Зеленый, шумящий, широкий был здесь мир, стлался низко по земле, растекался склонами пологих холмов, зеленой волной сбегал к Бугу.
Но граф Остшеньский ничего не видел. Он знал на память все повороты дороги, широкую просеку среди лесов, прильнувшие к земле поселки. Он знал, что, если взглянуть с башни костела, остшеньский дворец с его постройками выглядит, как огромный гвоздь, вбитый в живое зеленое тело земли. Сверкает на солнце плоская шляпка гвоздя — блестящая железная крыша дворца… Но сейчас граф Остшеньский видел лишь один блеск — серебристый блеск сыновнего гроба.
Здесь, на стене, висели когда-то портреты троих его детей. Портрет Зузы он не разрешил писать тогда, давно, когда приезжал художник и писал портреты. Портрет Бруно был снят со стены, когда случилось то, первое после появления на свет Зузы, несчастье в остшеньской усадьбе. Вскоре вслед за Бруно отправился и портрет Юзефы, и граф даже не знал, где они. Быть может, их спрятала графиня Остшеньская — ей-то было все равно, что там и как.
Теперь голубыми глазами смотрел со стены умерший сын. В эти глаза влюбилась маленькая пани Гоцлавская, в голубые глаза под темными бровями. Холодно было лицо младшего сына, чуждо смотрели на отца голубые глаза.
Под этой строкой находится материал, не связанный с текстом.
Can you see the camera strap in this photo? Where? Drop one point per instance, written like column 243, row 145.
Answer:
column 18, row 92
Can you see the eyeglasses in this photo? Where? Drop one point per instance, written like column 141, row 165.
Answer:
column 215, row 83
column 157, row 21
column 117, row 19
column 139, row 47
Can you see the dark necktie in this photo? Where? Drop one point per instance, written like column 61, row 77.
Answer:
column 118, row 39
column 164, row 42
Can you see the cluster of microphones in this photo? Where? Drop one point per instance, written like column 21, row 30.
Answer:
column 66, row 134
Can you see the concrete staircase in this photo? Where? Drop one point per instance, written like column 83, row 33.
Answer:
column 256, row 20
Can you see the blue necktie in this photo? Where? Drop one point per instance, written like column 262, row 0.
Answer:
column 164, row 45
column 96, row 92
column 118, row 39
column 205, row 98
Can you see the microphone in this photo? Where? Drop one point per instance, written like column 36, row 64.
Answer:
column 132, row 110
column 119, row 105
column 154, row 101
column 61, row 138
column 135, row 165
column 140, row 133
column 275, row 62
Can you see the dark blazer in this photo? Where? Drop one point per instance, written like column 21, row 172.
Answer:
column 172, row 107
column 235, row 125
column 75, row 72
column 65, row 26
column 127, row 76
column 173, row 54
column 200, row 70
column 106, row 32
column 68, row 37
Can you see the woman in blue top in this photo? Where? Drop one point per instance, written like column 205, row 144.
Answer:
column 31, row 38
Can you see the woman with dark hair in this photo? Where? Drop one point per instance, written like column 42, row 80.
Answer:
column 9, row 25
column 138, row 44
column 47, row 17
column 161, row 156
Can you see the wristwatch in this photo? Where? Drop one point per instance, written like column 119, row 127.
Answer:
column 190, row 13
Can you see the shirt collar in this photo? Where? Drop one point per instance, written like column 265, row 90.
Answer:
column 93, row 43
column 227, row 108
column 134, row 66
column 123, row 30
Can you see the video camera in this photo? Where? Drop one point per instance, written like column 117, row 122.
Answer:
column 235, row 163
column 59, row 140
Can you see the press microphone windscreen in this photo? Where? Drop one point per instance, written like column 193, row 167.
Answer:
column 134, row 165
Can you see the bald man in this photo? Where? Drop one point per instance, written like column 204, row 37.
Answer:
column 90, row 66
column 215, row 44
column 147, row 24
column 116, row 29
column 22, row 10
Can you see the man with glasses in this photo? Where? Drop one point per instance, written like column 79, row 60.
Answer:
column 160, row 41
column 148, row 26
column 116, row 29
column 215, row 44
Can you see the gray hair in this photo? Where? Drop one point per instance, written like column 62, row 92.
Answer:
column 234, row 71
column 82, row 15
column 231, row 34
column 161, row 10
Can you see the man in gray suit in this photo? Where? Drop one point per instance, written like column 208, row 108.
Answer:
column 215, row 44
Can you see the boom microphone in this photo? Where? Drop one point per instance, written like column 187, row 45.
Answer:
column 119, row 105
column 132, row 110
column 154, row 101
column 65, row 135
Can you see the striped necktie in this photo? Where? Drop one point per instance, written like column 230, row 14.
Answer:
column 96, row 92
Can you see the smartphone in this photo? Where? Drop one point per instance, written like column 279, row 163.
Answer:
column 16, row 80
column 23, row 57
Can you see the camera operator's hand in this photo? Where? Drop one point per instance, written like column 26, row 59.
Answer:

Чуждо было лицо того, кто из всех троих предал его наиболее страшно, наиболее мучительно. Ведь он был последним.
Откуда-то издалека донеслось заунывное пение, и граф Остшеньский содрогнулся. Это пела Зуза, младшая из четверых. Он провел рукой по лбу. Как болит голова!
Внизу загремели колеса. Наконец-то они уезжают. Не было здесь лишь маленькой пани Гоцлавской. Видимо, она уехала прямо с кладбища — маленькая пани Гоцлавская, которая была влюблена в умершего.
Он тихо открыл дверь и стал спускаться. Осторожно, прислушиваясь, чтобы не встретиться с Зузой. Невыносимой была мысль, что придется увидеть ее плоское одутловатое лицо, водянистые глаза и глуповатую улыбку на толстых губах. Но Зузы поблизости не было. Граф миновал коридор и боковой дверью вышел из дому к хозяйственным постройкам.
Всюду были зелень и золото. Ясное небо горело чистейшей лазурью. Солнце медленно клонилось к закату, но в воздухе еще не чувствовалось признаков вечера.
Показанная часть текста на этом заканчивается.